1. A defect detection model training method is applied to each computing node in a distributed cluster, and the same defect detection model to be trained is deployed in each computing node, and the method comprises the following steps:

in each local training process, when the convergence of the to-be-trained defect detection model of the local machine is detected, taking the converged to-be-trained defect detection model as a target defect detection model to perform picture defect detection based on the target defect detection model;

after the step of configuring the model parameters of the to-be-trained defect detection model of the local machine as the reference model parameters, performing at least one round of local iterative training on the to-be-trained defect detection model of the local machine by using the local machine training picture to obtain local gradient values of the model parameters in the to-be-trained defect detection model of the local machine, the method further includes:

2. The method for training the defect detection model according to claim 1, wherein the step of performing at least one local iteration training on the defect detection model to be trained by using the local training picture after configuring the model parameters of the defect detection model to be trained of the local machine as the reference model parameters to obtain the local gradient values of the model parameters in the defect detection model to be trained of the local machine comprises:

3. The defect inspection model training method of claim 2, wherein the step of detecting whether the defect inspection model to be trained of the local machine enters a pre-convergence state comprises:

4. The method for training the defect detection model according to claim 1, wherein the step of performing at least one local iteration training on the defect detection model to be trained by using the local training picture after configuring the model parameters of the defect detection model to be trained of the local machine as the reference model parameters to obtain the local gradient values of the model parameters in the defect detection model to be trained of the local machine comprises:

if so, taking the current gradient value as a local gradient value;

5. The defect detection model training method of claim 1, wherein the step of obtaining local training pictures required for the local training from the distributed file system in the distributed cluster comprises:

6. The defect inspection model training method according to any one of claims 1 to 5, wherein after the step of using the converged defect inspection model to be trained as the target defect inspection model when detecting the convergence of the defect inspection model to be trained of the local machine during each local training, the method further comprises:

acquiring a target picture of a defect to be detected;

7. A defect detection model training device is characterized in that the device is deployed in each computing node in a distributed cluster, and each computing node is deployed with the same defect detection model to be trained, and the device comprises:

the determining module is used for taking the converged defect detection model to be trained as a target defect detection model when the convergence of the defect detection model to be trained of the local machine is detected in each local training process so as to detect the image defects based on the target defect detection model;

the device further comprises:

the sending module is further configured to send the local gradient value to the service node if the duration ratio is not greater than the first preset ratio.

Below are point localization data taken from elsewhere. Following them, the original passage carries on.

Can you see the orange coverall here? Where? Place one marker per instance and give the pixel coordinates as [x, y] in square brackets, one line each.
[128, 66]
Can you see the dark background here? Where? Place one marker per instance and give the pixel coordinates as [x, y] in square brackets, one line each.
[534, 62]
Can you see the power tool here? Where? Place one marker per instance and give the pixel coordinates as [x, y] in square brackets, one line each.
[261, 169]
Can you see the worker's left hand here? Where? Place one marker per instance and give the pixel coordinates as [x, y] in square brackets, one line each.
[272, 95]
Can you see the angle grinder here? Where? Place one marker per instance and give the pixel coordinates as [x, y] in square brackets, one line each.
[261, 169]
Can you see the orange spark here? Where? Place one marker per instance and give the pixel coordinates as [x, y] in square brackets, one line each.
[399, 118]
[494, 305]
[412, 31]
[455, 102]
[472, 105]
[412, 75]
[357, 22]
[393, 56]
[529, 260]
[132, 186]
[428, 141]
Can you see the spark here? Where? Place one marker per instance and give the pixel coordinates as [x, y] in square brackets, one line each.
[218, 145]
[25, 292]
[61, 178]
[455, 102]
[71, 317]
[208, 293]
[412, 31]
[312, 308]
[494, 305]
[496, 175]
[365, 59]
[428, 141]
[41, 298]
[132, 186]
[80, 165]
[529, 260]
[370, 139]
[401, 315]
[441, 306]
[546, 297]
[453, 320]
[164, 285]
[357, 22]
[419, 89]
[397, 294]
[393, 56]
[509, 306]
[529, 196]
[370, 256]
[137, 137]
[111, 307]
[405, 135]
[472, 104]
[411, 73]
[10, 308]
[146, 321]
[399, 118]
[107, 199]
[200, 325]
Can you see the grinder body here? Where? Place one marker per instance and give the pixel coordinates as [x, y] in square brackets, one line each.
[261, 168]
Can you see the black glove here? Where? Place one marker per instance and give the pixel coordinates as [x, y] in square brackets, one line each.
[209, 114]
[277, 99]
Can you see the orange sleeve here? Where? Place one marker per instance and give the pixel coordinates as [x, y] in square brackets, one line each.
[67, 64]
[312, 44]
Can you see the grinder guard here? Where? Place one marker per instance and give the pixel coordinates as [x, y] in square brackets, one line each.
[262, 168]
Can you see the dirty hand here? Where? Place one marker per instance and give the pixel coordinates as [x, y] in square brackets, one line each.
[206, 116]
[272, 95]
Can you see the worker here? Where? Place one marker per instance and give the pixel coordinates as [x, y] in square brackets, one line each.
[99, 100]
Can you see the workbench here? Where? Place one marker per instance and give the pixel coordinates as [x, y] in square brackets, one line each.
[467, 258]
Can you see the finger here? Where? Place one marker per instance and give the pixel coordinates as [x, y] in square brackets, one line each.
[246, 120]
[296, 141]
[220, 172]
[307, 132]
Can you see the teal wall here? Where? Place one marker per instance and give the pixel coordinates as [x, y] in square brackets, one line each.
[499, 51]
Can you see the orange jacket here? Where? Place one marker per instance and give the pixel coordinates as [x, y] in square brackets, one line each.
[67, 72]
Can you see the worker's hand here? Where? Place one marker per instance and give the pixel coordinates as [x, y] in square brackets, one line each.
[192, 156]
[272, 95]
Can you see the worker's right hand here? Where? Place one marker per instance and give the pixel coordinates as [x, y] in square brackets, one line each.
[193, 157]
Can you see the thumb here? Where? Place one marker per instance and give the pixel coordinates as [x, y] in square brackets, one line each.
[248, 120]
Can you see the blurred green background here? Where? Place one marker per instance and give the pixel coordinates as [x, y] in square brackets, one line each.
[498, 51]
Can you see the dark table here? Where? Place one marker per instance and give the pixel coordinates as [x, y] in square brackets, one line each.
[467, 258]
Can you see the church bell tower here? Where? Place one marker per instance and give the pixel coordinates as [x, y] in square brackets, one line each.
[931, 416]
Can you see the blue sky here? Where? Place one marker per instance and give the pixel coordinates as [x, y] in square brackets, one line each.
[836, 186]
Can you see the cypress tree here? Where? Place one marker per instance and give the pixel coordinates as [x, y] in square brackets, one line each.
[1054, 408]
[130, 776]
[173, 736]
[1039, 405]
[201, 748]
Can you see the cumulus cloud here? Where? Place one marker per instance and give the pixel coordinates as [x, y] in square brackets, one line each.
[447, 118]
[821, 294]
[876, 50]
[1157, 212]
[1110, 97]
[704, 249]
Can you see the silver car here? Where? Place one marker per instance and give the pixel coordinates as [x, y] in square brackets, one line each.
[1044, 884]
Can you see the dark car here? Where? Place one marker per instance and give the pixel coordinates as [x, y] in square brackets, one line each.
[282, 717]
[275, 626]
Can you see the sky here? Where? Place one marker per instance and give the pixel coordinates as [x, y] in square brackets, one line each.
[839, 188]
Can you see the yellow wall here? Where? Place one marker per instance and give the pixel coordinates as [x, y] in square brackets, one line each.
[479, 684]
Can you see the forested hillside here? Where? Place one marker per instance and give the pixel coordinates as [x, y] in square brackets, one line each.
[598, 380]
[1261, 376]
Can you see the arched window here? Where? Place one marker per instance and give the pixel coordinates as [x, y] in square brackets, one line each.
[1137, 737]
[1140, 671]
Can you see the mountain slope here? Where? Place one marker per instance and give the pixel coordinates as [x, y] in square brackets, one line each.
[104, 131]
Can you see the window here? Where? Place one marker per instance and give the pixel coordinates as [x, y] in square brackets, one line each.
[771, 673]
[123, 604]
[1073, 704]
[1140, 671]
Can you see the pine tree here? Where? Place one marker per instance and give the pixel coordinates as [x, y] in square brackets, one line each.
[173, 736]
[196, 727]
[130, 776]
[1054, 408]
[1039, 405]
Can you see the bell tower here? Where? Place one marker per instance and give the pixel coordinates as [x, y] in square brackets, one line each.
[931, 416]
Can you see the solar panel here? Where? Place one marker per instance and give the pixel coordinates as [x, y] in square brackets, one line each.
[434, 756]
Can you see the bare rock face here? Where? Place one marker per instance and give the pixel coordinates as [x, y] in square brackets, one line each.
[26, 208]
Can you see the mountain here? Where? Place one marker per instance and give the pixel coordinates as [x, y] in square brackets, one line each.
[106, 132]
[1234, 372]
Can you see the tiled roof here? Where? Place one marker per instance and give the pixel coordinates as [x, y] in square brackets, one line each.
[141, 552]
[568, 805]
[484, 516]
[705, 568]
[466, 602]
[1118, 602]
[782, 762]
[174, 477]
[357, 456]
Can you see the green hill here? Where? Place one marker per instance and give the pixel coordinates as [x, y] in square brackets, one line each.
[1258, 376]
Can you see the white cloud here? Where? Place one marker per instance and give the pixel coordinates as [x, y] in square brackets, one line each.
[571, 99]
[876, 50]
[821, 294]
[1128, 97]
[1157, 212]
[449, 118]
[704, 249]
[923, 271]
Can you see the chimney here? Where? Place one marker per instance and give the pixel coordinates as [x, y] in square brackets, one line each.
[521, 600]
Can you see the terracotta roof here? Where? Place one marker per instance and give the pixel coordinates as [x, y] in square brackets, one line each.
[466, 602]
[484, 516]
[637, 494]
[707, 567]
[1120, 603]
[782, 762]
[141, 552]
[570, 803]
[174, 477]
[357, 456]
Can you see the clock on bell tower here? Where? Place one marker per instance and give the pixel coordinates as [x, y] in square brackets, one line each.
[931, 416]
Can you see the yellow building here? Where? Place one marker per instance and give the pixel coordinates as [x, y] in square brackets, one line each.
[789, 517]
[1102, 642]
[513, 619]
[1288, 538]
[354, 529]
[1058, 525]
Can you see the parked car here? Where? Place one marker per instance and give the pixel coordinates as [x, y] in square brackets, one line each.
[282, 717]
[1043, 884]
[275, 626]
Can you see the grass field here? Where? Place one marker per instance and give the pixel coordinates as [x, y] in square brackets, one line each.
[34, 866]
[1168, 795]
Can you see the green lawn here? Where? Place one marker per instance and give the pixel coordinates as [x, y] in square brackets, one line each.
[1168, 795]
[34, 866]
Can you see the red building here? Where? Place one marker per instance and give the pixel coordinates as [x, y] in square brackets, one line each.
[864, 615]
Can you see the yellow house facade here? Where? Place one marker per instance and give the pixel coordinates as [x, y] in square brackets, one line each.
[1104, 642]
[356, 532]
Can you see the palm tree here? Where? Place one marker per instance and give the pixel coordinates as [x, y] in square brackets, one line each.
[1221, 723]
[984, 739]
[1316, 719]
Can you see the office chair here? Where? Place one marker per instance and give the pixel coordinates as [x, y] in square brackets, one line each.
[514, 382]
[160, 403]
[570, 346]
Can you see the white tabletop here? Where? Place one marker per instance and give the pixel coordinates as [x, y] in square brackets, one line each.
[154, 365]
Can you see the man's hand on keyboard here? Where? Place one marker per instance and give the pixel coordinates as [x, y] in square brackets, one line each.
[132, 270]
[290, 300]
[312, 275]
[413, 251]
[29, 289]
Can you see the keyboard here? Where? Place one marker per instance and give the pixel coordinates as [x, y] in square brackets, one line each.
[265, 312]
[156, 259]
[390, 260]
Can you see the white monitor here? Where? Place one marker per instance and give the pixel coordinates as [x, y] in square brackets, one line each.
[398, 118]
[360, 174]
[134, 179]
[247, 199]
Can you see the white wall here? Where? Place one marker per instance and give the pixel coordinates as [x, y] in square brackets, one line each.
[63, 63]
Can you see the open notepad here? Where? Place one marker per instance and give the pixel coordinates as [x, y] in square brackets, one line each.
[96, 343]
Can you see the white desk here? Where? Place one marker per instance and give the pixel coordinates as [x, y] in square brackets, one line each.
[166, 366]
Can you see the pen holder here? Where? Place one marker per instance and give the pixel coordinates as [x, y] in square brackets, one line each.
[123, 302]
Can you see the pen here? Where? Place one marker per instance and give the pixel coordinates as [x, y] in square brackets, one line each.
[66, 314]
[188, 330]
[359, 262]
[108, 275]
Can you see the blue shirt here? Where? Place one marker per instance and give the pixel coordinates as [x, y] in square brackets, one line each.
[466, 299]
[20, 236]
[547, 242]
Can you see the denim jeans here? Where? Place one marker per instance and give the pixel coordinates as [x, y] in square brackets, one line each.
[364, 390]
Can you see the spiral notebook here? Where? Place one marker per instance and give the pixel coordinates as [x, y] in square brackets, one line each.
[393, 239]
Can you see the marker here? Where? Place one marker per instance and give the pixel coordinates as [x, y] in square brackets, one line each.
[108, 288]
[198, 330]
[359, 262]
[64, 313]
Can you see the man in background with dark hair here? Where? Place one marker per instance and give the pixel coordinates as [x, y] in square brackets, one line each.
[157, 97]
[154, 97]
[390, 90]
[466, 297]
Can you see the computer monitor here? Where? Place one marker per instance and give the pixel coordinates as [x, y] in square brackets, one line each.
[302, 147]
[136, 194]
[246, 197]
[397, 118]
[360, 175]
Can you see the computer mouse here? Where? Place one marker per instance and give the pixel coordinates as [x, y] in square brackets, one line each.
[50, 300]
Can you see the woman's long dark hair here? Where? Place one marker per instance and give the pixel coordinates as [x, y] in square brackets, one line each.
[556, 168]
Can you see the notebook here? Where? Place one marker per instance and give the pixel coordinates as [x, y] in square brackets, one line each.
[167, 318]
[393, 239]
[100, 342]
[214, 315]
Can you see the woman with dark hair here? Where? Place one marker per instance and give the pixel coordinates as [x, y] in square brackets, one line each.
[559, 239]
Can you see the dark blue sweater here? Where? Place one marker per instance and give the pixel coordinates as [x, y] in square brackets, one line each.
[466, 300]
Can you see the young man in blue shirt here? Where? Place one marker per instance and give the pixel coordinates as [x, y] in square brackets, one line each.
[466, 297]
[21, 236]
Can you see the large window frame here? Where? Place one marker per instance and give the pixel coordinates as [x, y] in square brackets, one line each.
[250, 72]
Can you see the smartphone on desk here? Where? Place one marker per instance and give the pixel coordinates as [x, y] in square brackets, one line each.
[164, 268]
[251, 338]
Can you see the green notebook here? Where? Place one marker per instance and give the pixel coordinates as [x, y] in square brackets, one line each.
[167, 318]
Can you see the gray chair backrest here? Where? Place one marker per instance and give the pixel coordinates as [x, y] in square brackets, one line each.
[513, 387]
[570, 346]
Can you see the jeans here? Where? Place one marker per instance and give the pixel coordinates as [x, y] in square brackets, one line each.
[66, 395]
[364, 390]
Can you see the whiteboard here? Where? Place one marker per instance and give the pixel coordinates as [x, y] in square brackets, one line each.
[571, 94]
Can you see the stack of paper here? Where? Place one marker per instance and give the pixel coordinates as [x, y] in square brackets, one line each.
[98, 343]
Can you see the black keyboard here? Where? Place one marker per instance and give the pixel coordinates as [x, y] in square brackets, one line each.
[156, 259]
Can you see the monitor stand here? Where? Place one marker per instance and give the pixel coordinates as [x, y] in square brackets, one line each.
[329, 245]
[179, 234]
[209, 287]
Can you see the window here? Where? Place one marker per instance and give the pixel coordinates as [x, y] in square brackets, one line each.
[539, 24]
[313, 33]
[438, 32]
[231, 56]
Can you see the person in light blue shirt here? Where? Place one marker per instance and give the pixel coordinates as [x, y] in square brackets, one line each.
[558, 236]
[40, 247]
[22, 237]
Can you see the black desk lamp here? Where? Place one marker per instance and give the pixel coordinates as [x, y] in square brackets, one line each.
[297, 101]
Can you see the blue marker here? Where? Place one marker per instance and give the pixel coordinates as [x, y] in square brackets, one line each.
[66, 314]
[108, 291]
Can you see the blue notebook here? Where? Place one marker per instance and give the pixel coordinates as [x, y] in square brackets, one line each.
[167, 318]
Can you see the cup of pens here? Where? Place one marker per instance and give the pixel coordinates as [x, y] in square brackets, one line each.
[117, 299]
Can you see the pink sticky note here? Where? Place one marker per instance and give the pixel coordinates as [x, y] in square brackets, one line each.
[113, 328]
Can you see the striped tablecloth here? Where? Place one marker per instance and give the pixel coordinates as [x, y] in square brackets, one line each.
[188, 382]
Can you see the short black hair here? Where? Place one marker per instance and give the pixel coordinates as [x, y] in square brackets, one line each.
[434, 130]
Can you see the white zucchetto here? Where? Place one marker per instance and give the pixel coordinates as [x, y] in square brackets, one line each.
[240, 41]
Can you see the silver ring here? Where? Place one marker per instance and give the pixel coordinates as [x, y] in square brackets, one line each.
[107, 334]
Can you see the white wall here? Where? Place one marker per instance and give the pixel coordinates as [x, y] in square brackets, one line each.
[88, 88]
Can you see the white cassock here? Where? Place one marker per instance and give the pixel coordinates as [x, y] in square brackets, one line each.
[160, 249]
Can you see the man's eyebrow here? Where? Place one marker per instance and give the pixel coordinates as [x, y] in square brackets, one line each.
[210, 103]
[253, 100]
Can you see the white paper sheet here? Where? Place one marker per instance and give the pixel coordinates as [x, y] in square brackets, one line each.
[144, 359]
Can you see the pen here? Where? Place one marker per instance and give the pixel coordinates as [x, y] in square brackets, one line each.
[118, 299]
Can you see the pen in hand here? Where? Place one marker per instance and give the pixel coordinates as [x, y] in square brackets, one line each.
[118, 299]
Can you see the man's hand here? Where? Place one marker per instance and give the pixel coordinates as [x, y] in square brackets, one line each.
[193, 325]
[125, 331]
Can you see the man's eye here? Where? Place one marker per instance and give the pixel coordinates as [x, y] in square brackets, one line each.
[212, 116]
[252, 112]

8. A defect inspection model training apparatus, characterized by comprising: a memory, a processor, and a defect detection model training program stored on the memory and executable on the processor, the defect detection model training program when executed by the processor implementing the steps of the defect detection model training method of any of claims 1 to 6.

9. A computer-readable storage medium, characterized in that the computer-readable storage medium has stored thereon a defect detection model training program, which when executed by a processor implements the steps of the defect detection model training method according to any one of claims 1 to 6.